O Brasil gasta muito em educação?
- Danilo Zajac
- 27 de nov. de 2020
- 3 min de leitura
Atualizado: 30 de nov. de 2020
A escola pública brasileira e a precariedade do gasto.

Não falta dinheiro, falta gestão. Apesar de todo o esforço de diversos lutadores do campo educacional, este tipo de frase é muito comum de ser encontrada por aí quando o assunto é serviço público. Entrevistas e reportagens são produzidas todas as semanas, geralmente utilizando retóricas muito parecidas. Em uma rápida pesquisa, encontrei uma entrevista recente com o economista Paulo Tafner, fundador e diretor-presidente do Instituto Mobilidade e Desenvolvimento Social (IMDS), que tem por objetivo a "proposição de políticas públicas que aumentem a mobilidade social" [1]. De acordo com o entrevistado,
"uma primeira constatação é que não falta dinheiro. A gente gasta com educação mais do que gastam muitos países no mundo, e a gente não produz educação boa para as crianças. (...) Na área de educação, é necessário não só que haja manutenção do gasto, mas também um controle da qualidade do gasto."

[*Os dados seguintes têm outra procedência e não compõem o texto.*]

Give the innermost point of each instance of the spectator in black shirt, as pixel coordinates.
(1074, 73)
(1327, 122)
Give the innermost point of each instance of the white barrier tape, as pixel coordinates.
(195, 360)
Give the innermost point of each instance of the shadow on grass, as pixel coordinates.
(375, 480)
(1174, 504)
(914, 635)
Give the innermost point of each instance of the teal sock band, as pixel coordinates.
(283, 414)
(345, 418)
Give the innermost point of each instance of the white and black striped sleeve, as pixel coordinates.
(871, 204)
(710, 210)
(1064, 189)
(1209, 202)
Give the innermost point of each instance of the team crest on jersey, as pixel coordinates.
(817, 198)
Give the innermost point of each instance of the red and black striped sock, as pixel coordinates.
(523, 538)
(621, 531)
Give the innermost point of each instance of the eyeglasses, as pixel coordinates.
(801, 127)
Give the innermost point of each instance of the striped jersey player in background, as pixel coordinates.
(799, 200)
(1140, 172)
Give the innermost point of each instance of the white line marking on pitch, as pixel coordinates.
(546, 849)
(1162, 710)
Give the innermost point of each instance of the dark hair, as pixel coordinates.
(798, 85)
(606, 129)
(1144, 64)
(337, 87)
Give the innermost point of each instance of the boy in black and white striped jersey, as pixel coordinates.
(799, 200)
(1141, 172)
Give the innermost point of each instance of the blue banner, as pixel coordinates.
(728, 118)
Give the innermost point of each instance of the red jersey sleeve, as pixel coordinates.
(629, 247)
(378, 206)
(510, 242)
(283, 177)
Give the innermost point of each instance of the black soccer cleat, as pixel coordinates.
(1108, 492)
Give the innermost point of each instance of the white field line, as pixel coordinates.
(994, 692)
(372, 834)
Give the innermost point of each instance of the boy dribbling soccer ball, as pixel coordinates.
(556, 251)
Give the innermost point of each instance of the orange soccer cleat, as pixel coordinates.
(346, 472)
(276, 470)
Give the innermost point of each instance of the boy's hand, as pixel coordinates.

A justificativa para a essa suposta falta de controle é o gasto público, que geralmente é comparado com o gasto em educação dos países desenvolvidos. E essa comparação choca mesmo. De acordo com a Organização para a Cooperação e Desenvolvimento Econômico (OCDE-2017), o Brasil gastou cerca de 5% com a educação pública (incluindo o ensino superior) em relação ao PIB, maior que o gasto alemão, na casa dos 4% [2].
Não é mentira, mas existem algumas pegadinhas. A primeira dessas pegadinhas é o que Darrell Huff nos ensina em seu livro Como mentir com estatística:
"Comece jogando cara ou coroa [uma única vez]. Com que frequência dará cara? Metade das vezes, é claro" (HUFF, 2016, p. 49).
Neste trecho, Huff está se referindo ao fato de que é possível se utilizar de artifícios matemáticos que ainda ilustram verdades, porém com a intenção de esconder a realidade. A porcentagem, por exemplo, é uma ótima ferramenta para isso. Imagine que você possua R$100,00 e precise comprar uma bebida que custe R$5. Isso dá 5% do seu dinheiro. Se você tivesse R$1000,00, essa bebida custaria apenas 0,5% do seu dinheiro. Antes de comparar as porcentagens, precisamos saber sobre o montante do qual a porcentagem se refere.
O que quero dizer é que o PIB do Brasil é menor do que o da Alemanha. Em valores de 2017, o PIB alemão era de US$ 3,657 tri, enquanto o brasileiro fechou em US$ 2,054 tri [Google]. Assim, 5% do PIB brasileiro corresponde a cerca de US$ 102 bi; 4% do alemão, US$ 146 bi. Apesar do valor em porcentagem ser menor, o gasto alemão é US$ 44 bi maior. Mesmo que os custos em países desenvolvidos possam ser maiores, essa diferença deve ser suficiente.
Ainda está desconfiado? Aí vai a segunda pegadinha. A comparação a partir de porcentagens do PIB é ainda pior quando se divide o valor do gasto entre o número de estudantes de cada um destes países. A própria OCDE traz um gráfico com esse tipo de análise, geralmente pouco utilizado no debate proposto por esses institutos privados, utilizando dados de 2014 e já ajustados em Paridade de Poder de Compra (PPP, bom para os que desconfiam da comparação do parágrafo anterior).

Fonte: OCDE, p. 168 [2]
Muito que bem, visivelmente a Alemanha gasta pelo menos o dobro por aluno em relação ao gasto brasileiro. Inclusive, vale rever o gráfico e perceber que o Brasil é um dos países que menos gasta em educação por aluno. Agora, peço ao leitor que pense na infraestrutura alemã e na infraestrutura brasileira. Mesmo com todo o progresso alemão, eles continuam gastando muito mais em educação do que o Brasil.
Se Paulo Tafner e outros liberalóides realmente entendem que a educação pode propiciar mobilidade social em nosso país, deveriam começar dizendo a verdade, sem estatisticular.
Bibliografia
[1]
HUFF, D. Como mentir com estatística. Rio de Janeiro: Intrínseca, 2016.